In his acceptance speech, Mr Grant said he was "surprised and humbled" to to learn that he was to receive the award, and said: "I should like to dedicate it in four ways."
"First, to the memory of those whom, with the aid and encouragement of my Polish friends and the late Sir Edward Heath, I was able to help in Poland at a dark and dangerous time. Foremost among these was Wladislaw Bartoszewski, a hero, my friend, and the guest at our home of my late wife Maureen, and me; Maureen was with me at Crystal Palace for the visit of Pope John Paul in 1982. Bartoszewski was then Professor of Modern History in Lublin University, and in later, brighter days your Ambassador to Vienna and then your country's Foreign Minister. But there were also Tadeusz Mazowiecki, editor of Znak, Wiez and Solidarity Weekly, and Kazimierz Janusz, the Christian writer and philosopher. And I do not forget the murdered Fr Jerzy Popieluszko. I was editor in those days of the Aid to the Church in Need Mirror. Fr Werenfried and I agreed the headline: "They hated him without cause".
"Second there is Sir Edward Heath himself, a great British and European statesman, tireless in his labours to release detainees in Poland and who told Professor Bartoszewski, when I was at last able to introduce the two men, that he and Lord Carrington, the Foreign Secretary, had been able to do much more, working quietly in the background, than by any public action. As a diplomat, Sir, you know the truth of this.
"Third, I dedicate this honour to my Polish friends from those days, without whom I would have accomplished nothing. They are represented today by the indefatigable Krystyna Mochlinska, widow of the late and eminent servant of the cause of free Poland, Kazimierz Mochlinski. But I must also mention with profound affection Zdzislaw Walaszewski, editor of Gazeta Niedzielna, and Jerzy Kulczycki, always wise and calm, who shepherded us around Poland in November 1983, six journalists without journalist visas. Christopher Howse, one of them, is here with us today.

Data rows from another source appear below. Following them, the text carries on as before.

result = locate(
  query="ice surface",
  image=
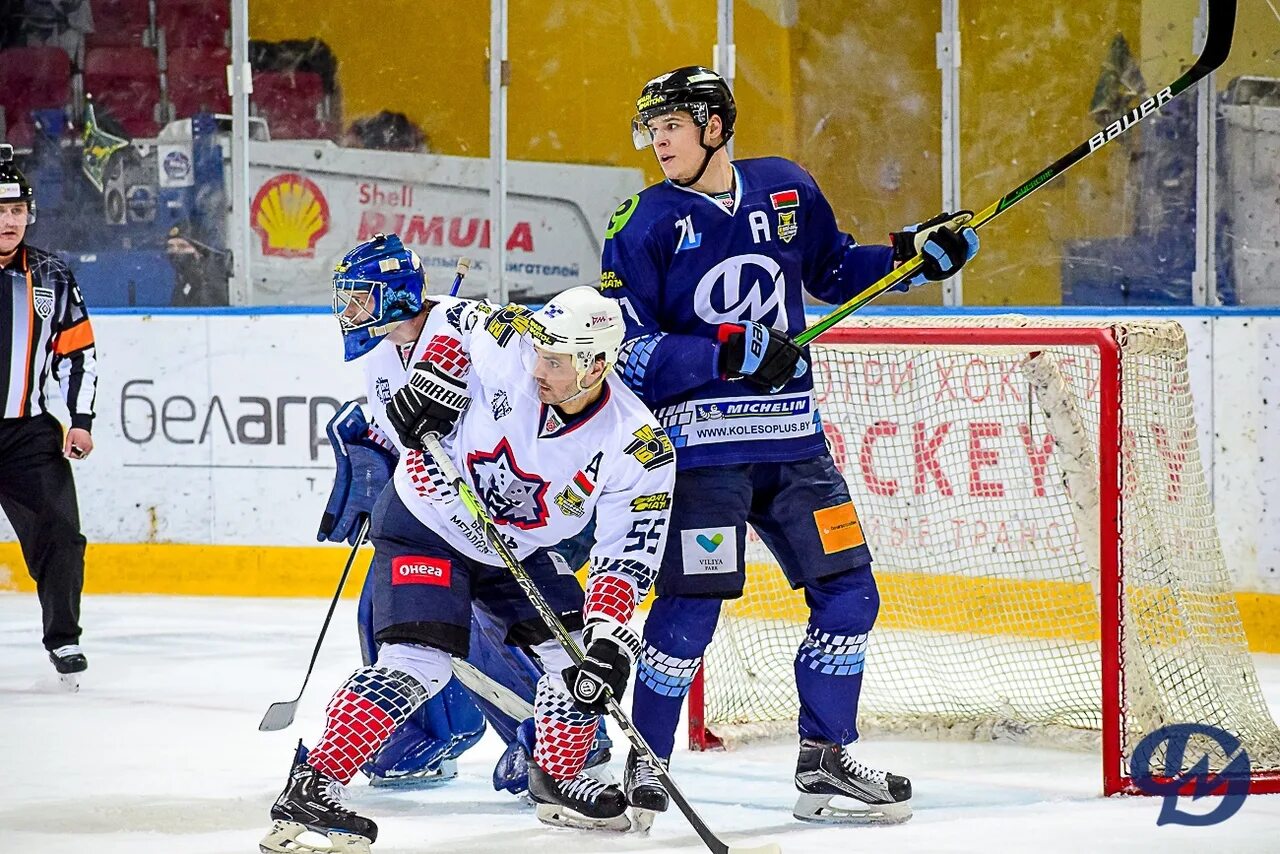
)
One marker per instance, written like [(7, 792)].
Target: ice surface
[(160, 753)]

One fruit of this visit was that a supply of paper was organised that enabled KUL, the Catholic University of Lublin, to resume its academic printing programme. I think of Olgierd Stepan, granite-principled, and a leading figure in the Polish Catholic community in Britain. And, always, in support, the Veritas Foundation. Through the newspaper I then served, The Universe, we organised Easter greetings to many, many political detainees, astonishing their gaolers!
"My fourth and last dedication is to the 18,300 Jews murdered in Majdanek on 3 November 1943 whom we all, Jews, Christians, people of all faiths and none, commemorated in the 4th November 1984 Majdanek Massacre Walk through London to the Jewish Memorial. It was 18.3 miles, a footstep for each person. Not one of them is forgotten. I honour each of them, at this moment. Two Jewish ladies wept openly when the late Archbishop Boleslaw Pylak of Lublin and my late friend Rabbi Hugo Gryn, an Auschwitz survivor, prayed at the Memorial together."
Kevin Grant concluded by thanking President Andrzej Duda for the honour, and expressing his appreciation to all present.
The presentation ceremony and reception was attended by church leaders, representatives from the Polish community, colleagues, friends and family members.
The Order of Merit of the Republic of Poland (Order Zasługi Rzeczypospolitej Polskiej) is a Polish honour created in 1974, awarded to those who have rendered great service to Poland. It is granted to foreigners or Poles resident abroad.